The role makes the Old Man's problem that much more desperate. He's tearing himself apart trying to keep his command from going sour. And he thinks he's failing.
So now he can't open up at all.
I now dread the future for more than the usual reasons. This is a miserably long patrol. And it's demonstrated repeatedly that the best Climber crew, highly motivated and well-officered, can start disintegrating.
More than once the Commander tracked me down and asked me to accompany him to the wardroom.
He makes a ritual of our visit. First he gives Kreiegshauser a carefully measured bit of coffee.
Just enough for two cups. There's been no regularly brewed real coffee since we learned we'd be on beacon-to-beacon patrol. What we call coffee, and brew daily, is made with a caffeine-rich Canaan bush-twig that has a vague coffee taste. That's what the Commander drinks during his morning ritual. After yielding his treasure, the Old Man stares into infinity and sucks the stem of his tireless pipe. He hasn't smoked in an age. The old hands say he won't till he decides to attack.
"You're going to chew that stem through."

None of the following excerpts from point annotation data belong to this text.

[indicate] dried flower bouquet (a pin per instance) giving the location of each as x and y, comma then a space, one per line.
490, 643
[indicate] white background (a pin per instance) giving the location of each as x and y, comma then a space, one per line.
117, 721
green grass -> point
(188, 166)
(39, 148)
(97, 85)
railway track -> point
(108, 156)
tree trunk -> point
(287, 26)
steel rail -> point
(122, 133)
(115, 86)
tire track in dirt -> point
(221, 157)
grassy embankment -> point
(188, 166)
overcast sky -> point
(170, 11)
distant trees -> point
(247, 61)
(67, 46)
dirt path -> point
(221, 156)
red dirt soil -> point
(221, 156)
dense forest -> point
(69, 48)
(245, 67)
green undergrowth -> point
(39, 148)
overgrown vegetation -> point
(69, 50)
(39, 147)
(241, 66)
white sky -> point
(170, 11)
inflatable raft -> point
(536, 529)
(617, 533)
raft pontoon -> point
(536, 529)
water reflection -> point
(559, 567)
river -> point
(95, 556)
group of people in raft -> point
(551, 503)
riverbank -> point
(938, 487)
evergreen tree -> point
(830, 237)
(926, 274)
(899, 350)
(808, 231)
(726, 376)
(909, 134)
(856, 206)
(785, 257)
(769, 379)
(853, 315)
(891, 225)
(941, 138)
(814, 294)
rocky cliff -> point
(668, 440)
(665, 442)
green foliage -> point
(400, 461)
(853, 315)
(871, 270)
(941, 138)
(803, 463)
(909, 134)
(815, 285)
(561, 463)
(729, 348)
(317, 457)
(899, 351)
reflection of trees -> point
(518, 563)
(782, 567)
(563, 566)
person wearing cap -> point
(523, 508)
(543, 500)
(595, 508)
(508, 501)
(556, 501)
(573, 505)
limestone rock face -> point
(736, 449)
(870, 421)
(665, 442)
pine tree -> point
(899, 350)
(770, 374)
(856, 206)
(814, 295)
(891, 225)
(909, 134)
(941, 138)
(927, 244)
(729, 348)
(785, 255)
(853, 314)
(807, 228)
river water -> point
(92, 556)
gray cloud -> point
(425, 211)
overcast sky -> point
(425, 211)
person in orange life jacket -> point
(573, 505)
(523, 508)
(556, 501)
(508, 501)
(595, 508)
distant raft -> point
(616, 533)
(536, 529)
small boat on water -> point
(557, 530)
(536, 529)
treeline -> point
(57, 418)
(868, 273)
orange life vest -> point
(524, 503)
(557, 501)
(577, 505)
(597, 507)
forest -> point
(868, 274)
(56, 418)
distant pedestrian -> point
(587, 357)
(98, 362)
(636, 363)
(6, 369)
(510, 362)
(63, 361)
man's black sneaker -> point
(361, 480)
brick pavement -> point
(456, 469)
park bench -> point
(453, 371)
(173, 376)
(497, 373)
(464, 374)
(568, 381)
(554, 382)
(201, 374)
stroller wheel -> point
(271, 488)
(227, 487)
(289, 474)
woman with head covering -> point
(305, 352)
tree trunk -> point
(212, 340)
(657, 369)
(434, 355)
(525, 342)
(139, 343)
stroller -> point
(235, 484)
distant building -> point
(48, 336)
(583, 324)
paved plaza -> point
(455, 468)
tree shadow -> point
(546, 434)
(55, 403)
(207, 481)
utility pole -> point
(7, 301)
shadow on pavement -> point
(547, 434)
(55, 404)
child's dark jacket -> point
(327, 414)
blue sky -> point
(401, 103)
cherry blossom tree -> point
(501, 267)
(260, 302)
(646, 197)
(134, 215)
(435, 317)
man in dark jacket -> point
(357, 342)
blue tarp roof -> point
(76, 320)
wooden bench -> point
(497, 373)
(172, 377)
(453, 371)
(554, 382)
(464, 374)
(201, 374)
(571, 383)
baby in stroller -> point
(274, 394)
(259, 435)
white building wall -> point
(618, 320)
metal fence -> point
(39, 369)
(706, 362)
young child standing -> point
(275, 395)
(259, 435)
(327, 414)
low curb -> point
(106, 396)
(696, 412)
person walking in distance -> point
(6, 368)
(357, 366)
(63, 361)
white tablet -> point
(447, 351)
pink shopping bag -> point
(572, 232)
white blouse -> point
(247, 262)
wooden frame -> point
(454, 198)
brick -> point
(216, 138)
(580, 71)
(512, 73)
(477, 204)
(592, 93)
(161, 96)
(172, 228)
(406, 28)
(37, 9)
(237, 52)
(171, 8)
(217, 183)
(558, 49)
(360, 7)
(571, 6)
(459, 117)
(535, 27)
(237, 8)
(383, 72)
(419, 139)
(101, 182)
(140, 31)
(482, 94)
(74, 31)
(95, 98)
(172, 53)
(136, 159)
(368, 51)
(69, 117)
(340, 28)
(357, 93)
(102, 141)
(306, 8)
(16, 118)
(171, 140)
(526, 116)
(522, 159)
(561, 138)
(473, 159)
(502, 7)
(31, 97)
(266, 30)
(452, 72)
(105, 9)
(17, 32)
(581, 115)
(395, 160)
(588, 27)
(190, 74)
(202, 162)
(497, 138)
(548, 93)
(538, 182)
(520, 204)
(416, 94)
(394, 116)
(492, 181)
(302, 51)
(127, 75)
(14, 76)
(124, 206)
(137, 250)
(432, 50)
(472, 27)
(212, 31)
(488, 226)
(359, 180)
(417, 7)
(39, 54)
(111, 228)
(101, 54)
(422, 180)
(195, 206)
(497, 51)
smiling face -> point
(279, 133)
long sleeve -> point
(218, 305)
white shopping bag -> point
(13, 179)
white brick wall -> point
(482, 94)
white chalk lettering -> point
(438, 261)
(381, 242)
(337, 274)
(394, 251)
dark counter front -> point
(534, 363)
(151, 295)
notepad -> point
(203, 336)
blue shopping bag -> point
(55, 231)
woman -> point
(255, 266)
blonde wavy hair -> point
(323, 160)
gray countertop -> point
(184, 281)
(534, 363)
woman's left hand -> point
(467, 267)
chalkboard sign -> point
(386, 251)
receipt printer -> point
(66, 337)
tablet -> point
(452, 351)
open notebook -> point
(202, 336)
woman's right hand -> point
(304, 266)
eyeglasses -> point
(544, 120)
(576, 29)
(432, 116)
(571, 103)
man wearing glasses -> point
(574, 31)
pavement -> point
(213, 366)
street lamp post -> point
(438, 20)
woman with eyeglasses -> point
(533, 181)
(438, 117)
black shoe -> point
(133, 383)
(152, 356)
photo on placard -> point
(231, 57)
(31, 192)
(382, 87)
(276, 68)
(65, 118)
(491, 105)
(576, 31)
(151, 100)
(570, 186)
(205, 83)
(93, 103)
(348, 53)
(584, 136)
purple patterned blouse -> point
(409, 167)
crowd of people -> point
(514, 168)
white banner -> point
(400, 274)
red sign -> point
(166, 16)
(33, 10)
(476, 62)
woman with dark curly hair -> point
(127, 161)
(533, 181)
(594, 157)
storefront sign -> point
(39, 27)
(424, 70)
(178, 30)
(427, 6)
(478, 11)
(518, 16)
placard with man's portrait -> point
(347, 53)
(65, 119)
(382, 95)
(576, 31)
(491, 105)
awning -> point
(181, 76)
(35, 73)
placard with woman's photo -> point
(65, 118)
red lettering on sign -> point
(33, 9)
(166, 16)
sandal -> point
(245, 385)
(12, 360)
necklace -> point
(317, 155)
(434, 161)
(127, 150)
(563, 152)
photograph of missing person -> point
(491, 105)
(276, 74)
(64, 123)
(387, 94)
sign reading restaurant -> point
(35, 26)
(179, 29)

He peers at the pipe as if surprised to find it in his hand. He turns it this way and that, studying the bowl. Finally, he takes a tiny folding knife and scrapes a fleck off the meerschaum.
He then plunges it into a pocket already bulging with pens, pencils, markers, a computer stylus, a hand calculator, and his personal notebook. I'd love to see his notes. Maybe he writes revelations to himself.
He has his ritual question. "Well, what do you think so far?"